Wie könnte man Arbeitgeber in die Pflicht nehmen, obwohl es keinen gesetzlichen Zwang gibt?
Um die Grundkompetenzen der Arbeitnehmenden zu fördern, könnten Kantone beispielsweise im Rahmen ihrer Förderstrukturen im Bereich der Grundkompetenzen direkt mit den Arbeitgebern zusammenarbeiten. Ein möglicher Anreiz wäre, diese Zusammenarbeit öffentlich zu machen und damit zu zeigen, dass die Betriebe ihre Verantwortung wahrnehmen. Das hätte eine positive Auswirkung auf das Arbeitgeberimage.
Wo orten Sie das grösste Problem in der betrieblichen Weiterbildung?
Zum einen gibt es Unternehmen, die eine ganzheitliche Weiterbildungsstrategie haben, zum anderen aber auch viele Betriebe, gerade unter den KMUs, die gar nichts machen. Vielerorts werden Mitarbeitende zudem sehr selektiv gefördert. Primär wird in die Gut- oder Mittelqualifizierten investiert, während man die Geringqualifizierten übergeht. Die Weiterbildungsstatistiken des Bundes zeigen, dass sich an dieser Problematik in den letzten 20 Jahren praktisch nichts geändert hat. Gerade Geringqualifizierte aber sind akut gefährdet, aus dem Arbeitsprozess auszuscheiden.
Was sind die wichtigsten Argumente, weshalb sich Arbeitgeber in der Weiterbildung engagieren sollten?
Nebst der technologischen Entwicklung, die eine ständige Weiterbildung erfordert, verlangt die nachrückende Mitarbeitergeneration flexible Weiterbildungsmodelle. Nachwuchskräfte werden Unternehmen meiden, die darauf bestehen, dass der Mitarbeitende zuerst einmal arbeiten solle und er allein für seine Weiterbildung verantwortlich sei. Deshalb fördert die Bereitschaft der Arbeitgeber, in die Weiterbildung der Mitarbeitenden zu investieren, auch das Arbeitgeberimage.
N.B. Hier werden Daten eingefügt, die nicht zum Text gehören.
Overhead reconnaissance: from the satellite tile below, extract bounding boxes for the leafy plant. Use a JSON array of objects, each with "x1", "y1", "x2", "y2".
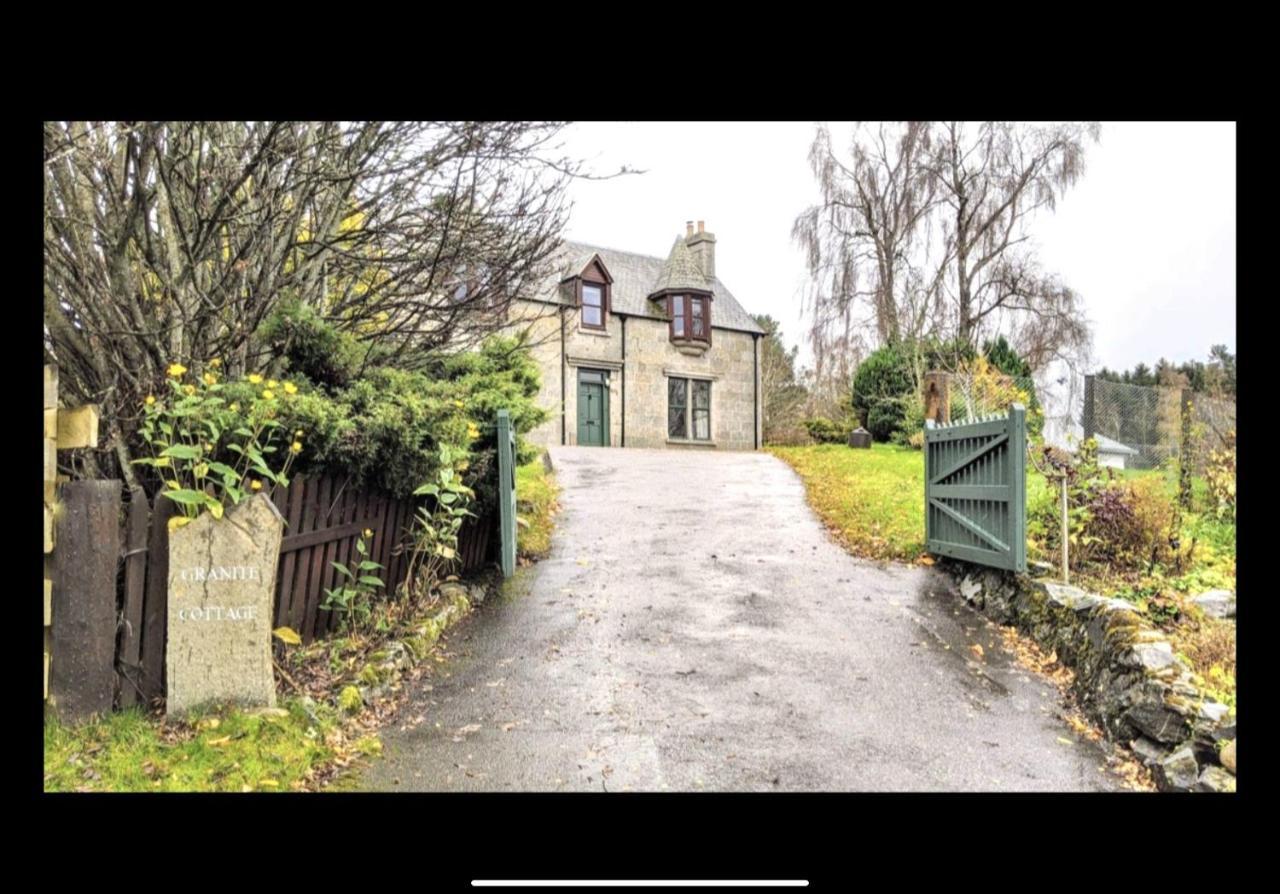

Weiterbildung kann aber auch Kosten sparen. Im Idealfall erkennt ein Unternehmen frühzeitig, wenn ein Technologiewandel ansteht. Es überprüft die Kompetenzen der Mitarbeitenden und qualifiziert diese entsprechend weiter. Das ist sicher günstiger, als die Belegschaft auszutauschen. In jedem Fall verhindert ein Unternehmen so Produktivitätseinbussen. Grundsätzlich verfügen alle Mitarbeitenden über ein Lernpotenzial. Wenn man dieses nutzt, erhöht sich auch ihr Leistungspotenzial, was sich wiederum positiv auf die Produktivität auswirkt. Besonders wichtig ist für uns in diesem Zusammenhang die Förderung der Grundkompetenzen von Mitarbeitenden. Etwa 800 000 Menschen in der Schweiz können nicht richtig lesen und schreiben. 64 Prozent von ihnen arbeiten in einem Betrieb. Deshalb ist der Arbeitsplatz ein idealer Ort, um diese Personen weiterzubilden.
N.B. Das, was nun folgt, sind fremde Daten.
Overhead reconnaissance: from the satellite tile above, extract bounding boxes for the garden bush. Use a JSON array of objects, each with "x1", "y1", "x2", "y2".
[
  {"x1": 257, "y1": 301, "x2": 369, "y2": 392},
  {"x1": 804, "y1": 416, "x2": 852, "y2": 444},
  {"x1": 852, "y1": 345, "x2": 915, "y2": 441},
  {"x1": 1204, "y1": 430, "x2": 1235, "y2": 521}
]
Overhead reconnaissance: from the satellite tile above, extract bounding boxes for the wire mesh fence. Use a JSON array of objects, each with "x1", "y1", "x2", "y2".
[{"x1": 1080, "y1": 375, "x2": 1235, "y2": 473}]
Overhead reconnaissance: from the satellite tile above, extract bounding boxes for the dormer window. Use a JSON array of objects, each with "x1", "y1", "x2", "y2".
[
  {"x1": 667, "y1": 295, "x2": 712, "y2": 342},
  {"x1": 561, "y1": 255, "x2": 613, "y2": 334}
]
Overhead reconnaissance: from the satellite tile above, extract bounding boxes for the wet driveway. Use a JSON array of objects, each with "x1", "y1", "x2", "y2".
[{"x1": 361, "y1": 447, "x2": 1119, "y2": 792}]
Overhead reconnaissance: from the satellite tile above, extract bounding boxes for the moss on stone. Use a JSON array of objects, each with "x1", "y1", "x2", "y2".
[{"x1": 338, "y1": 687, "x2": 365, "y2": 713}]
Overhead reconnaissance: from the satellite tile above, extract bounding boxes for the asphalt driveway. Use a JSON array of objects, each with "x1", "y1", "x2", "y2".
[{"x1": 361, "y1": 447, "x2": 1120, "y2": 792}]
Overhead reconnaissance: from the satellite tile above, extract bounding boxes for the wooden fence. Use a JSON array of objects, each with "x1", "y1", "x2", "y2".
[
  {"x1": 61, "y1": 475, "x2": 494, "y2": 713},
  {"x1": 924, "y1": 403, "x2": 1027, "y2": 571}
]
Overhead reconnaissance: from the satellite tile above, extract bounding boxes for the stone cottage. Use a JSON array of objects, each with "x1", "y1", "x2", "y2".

Wird die Weiterbildung genügend betriebsnah praktiziert?
Auf der einen Seite fordern Unternehmen immer stärker, dass Weiterbildungsanbieter auf ihre Bedürfnisse eingehen. Das tun die Anbieter auch. Doch je betriebsnaher eine Weiterbildung ausgestaltet wird, desto mehr steigen die Kosten. Die Unternehmen müssen bereit sein, diese Kosten auch zu tragen. Hier herrscht zuweilen ein Zielkonflikt zwischen Anbieter und Unternehmen. Aber Unternehmen müssen auch dafür sorgen, dass der Transfer von Erlerntem in die Praxis des Unternehmensalltags stattfindet. Sonst verpufft die Wirkung der Weiterbildung.
Neben den Betrieben haben auch die Kantone den Auftrag vom Bund, Weiterbildung zu fördern. Nicht alle tun das: Der Kanton Zürich etwa ...
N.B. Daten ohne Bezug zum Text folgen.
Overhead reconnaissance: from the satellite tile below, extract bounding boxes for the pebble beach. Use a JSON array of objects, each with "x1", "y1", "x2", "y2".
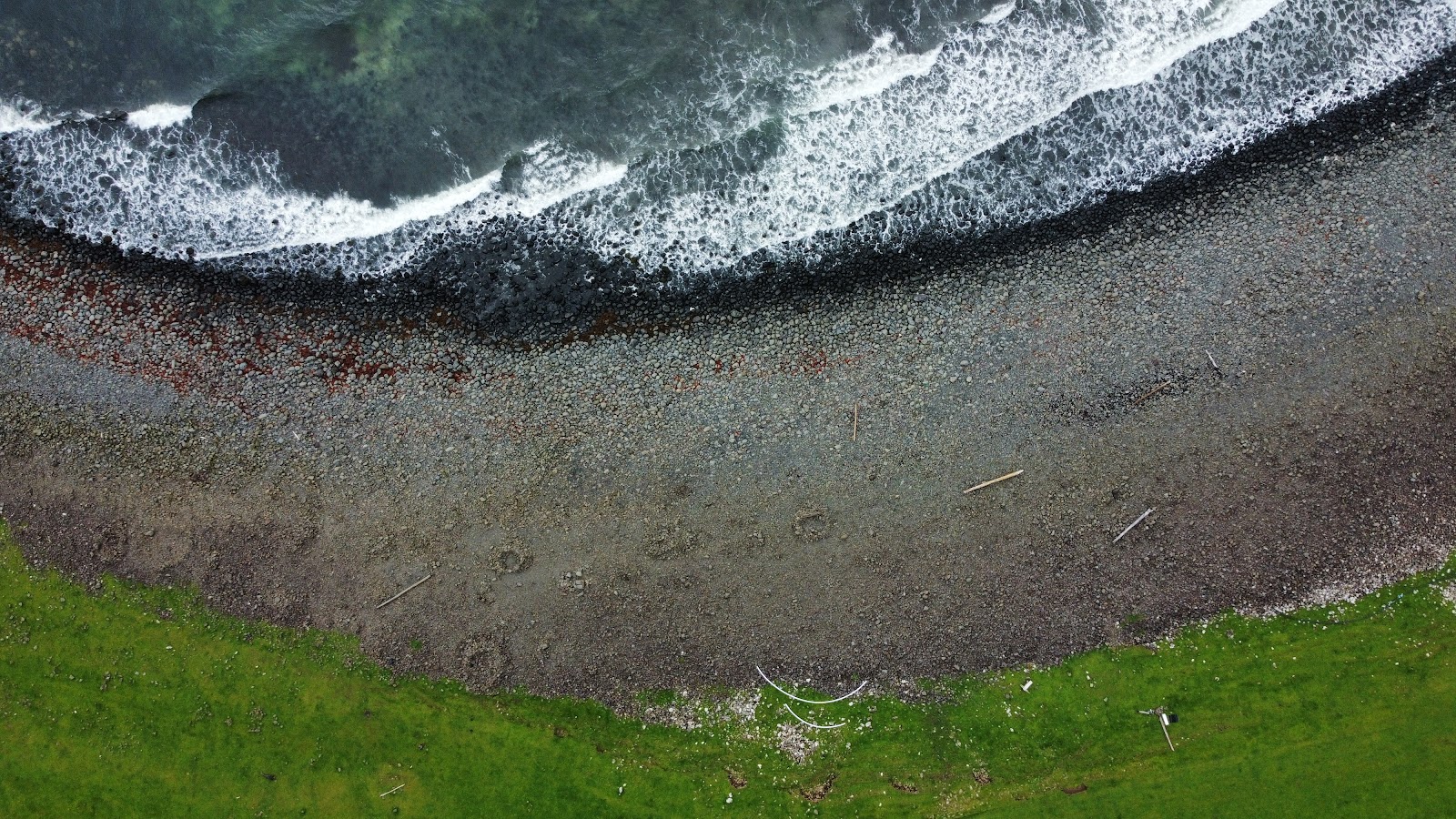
[{"x1": 0, "y1": 56, "x2": 1456, "y2": 703}]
... Dass sich der Kanton Zürich entschieden hat, auf Anfang 2017 die Förderung im Bereich der Grundkompetenzen komplett einzustellen, ist ein Skandal. Aber der Bund kann die Kantone nicht zum Handeln zwingen, auch nicht mit dem neuen Weiterbildungsgesetz. Das ist bei vielen Bundesgesetzen nicht anders. Am Ende entscheiden eben die Kantone. Umso wichtiger ist es, dass der SVEB genau beobachtet, wie sich die Kantone verhalten, und gegebenenfalls handelt.